LONDON, May 3 (RIA Novosti) – Russian environmentalists campaigning for protection of the far eastern Amur River received late Thursday a prestigious British award nicknamed “the green Oscar.”
Rivers Without Borders, a project of environmental activist Yevgeny Simonov, was one of six recipients of the Whitley Awards, handed out in London by Anne, Princess Royal.
Rivers Without Borders, established in 2009 and also comprising Chinese, Mongolian and American participants, campaigns to conserve ecosystems along the far eastern rivers.
The region is noted for its rich biodiversity – it is home to the rare Amur tiger and leopard, among others.
But it is threatened by plans to construct a number of hydro power plants on Amur and its tributaries, projects that are lobbied by Russian and Chinese authorities and big corporations.
Rivers Without Borders conducts awareness campaigns to convince local residents, authorities and businesses to consider alternatives to hydro plants, whose construction leads to drastic disruptions in regional ecosystems, Simonov told RIA Novosti.
The award’s recipients, which also hail from Bangladesh, Cameroon, India, Kenya, Turkey and the Democratic Republic of Congo, will also get 42,000 pounds each ($65,000).

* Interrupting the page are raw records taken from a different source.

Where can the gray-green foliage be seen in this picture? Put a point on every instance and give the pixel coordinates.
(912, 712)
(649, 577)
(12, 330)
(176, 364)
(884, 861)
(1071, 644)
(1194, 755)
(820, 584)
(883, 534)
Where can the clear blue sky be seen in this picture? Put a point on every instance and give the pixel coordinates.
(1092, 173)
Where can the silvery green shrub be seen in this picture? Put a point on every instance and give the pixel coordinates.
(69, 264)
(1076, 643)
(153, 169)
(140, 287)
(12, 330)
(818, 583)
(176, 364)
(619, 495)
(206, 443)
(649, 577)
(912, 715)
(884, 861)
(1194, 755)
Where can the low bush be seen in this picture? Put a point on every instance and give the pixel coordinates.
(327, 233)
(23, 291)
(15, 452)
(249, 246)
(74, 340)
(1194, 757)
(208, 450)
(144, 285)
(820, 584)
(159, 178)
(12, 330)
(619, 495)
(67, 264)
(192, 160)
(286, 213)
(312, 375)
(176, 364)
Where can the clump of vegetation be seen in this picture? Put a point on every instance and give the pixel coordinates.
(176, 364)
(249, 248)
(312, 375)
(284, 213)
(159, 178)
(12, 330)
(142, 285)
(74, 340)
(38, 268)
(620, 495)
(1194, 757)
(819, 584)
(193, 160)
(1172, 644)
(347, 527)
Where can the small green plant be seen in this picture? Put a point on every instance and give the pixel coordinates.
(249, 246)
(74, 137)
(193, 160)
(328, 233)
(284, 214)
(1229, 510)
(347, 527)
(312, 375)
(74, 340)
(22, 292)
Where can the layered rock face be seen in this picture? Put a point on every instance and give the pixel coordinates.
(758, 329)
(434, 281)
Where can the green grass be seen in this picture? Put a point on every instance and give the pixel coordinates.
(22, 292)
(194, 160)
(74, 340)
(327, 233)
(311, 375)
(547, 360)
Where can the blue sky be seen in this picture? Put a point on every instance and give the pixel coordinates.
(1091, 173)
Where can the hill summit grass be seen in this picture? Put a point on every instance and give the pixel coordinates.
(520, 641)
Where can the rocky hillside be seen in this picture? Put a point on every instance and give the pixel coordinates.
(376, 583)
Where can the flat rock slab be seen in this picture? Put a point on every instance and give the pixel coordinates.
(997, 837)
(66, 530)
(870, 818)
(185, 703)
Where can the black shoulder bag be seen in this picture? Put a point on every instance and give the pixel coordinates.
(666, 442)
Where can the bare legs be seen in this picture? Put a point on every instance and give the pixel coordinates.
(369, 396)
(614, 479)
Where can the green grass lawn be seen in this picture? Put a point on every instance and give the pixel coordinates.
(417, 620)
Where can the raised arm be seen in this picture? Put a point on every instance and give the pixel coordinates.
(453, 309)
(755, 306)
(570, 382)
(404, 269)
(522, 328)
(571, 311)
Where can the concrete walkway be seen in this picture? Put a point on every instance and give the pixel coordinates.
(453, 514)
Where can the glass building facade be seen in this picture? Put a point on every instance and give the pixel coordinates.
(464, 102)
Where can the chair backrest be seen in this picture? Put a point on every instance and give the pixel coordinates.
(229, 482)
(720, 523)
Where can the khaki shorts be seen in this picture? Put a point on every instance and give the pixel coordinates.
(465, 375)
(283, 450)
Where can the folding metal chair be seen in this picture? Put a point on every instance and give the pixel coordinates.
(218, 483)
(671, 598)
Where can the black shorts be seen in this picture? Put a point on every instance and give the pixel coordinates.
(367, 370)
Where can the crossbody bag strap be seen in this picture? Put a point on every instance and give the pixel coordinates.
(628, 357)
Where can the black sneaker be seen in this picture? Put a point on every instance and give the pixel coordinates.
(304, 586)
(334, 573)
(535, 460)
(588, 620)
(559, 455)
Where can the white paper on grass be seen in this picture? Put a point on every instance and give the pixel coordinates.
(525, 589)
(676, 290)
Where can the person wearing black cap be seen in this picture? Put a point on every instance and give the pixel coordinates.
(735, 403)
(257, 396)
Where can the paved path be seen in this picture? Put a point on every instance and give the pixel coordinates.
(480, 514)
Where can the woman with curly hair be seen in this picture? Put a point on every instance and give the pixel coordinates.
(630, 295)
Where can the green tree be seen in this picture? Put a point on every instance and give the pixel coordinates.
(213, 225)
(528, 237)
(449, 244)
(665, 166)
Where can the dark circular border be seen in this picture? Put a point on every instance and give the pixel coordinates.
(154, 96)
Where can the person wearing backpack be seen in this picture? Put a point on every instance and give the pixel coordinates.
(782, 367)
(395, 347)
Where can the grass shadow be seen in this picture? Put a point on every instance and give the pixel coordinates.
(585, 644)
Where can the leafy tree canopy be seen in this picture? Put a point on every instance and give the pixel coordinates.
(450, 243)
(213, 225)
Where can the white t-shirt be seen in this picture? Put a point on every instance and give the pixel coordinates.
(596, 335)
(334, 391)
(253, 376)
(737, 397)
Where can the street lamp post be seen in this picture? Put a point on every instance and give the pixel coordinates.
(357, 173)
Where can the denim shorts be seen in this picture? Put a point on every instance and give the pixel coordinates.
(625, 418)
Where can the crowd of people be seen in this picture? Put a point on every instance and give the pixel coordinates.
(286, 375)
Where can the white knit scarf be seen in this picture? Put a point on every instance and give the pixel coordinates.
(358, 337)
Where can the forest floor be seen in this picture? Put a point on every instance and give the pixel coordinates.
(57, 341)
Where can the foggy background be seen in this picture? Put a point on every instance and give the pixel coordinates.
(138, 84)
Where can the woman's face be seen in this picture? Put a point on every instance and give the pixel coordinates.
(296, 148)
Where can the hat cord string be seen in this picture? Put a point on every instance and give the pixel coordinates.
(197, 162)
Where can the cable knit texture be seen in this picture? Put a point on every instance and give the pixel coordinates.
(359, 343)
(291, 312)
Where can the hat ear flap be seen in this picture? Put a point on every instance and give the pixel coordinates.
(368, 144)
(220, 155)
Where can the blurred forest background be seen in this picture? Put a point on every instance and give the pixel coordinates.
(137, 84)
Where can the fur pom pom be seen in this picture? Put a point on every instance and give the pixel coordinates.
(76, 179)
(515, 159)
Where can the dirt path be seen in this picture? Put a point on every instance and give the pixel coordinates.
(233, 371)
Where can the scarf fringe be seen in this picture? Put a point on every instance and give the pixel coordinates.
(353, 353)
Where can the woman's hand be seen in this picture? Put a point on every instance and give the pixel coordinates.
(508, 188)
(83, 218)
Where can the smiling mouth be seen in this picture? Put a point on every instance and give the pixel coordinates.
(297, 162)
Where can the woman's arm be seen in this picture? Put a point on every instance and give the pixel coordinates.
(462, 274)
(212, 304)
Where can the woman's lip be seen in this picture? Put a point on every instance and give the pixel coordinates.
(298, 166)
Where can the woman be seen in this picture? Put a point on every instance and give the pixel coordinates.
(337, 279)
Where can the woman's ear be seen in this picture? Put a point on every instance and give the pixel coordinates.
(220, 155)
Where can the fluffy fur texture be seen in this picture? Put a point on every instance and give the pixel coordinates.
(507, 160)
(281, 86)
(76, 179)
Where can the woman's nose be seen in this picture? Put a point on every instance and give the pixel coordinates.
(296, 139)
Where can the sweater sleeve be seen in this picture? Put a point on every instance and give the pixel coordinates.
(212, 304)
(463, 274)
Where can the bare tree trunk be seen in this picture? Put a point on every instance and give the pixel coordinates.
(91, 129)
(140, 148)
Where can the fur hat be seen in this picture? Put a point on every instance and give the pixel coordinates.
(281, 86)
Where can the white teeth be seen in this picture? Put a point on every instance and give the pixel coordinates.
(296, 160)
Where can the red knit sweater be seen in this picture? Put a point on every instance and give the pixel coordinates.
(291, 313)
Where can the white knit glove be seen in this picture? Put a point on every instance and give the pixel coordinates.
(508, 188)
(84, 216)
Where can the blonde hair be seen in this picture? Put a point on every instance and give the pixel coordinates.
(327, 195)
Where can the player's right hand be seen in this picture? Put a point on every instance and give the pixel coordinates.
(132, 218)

A special prize, complete with a sum of 50,000 pounds ($77,000), went to another Turkish project to plant 4.5 million trees to form a wildlife corridor from a local nature reserve to existing forests in Georgia and along the Black Sea coast.
The Whitley Awards, supported by WWF-UK and Goldman Sachs, among others, are considered among the more important environmental prizes in the world, in large part thanks to its sizeable monetary component.
About 160 groups and individuals from more than 70 countries have received the Whitley Awards since its inception in 1994.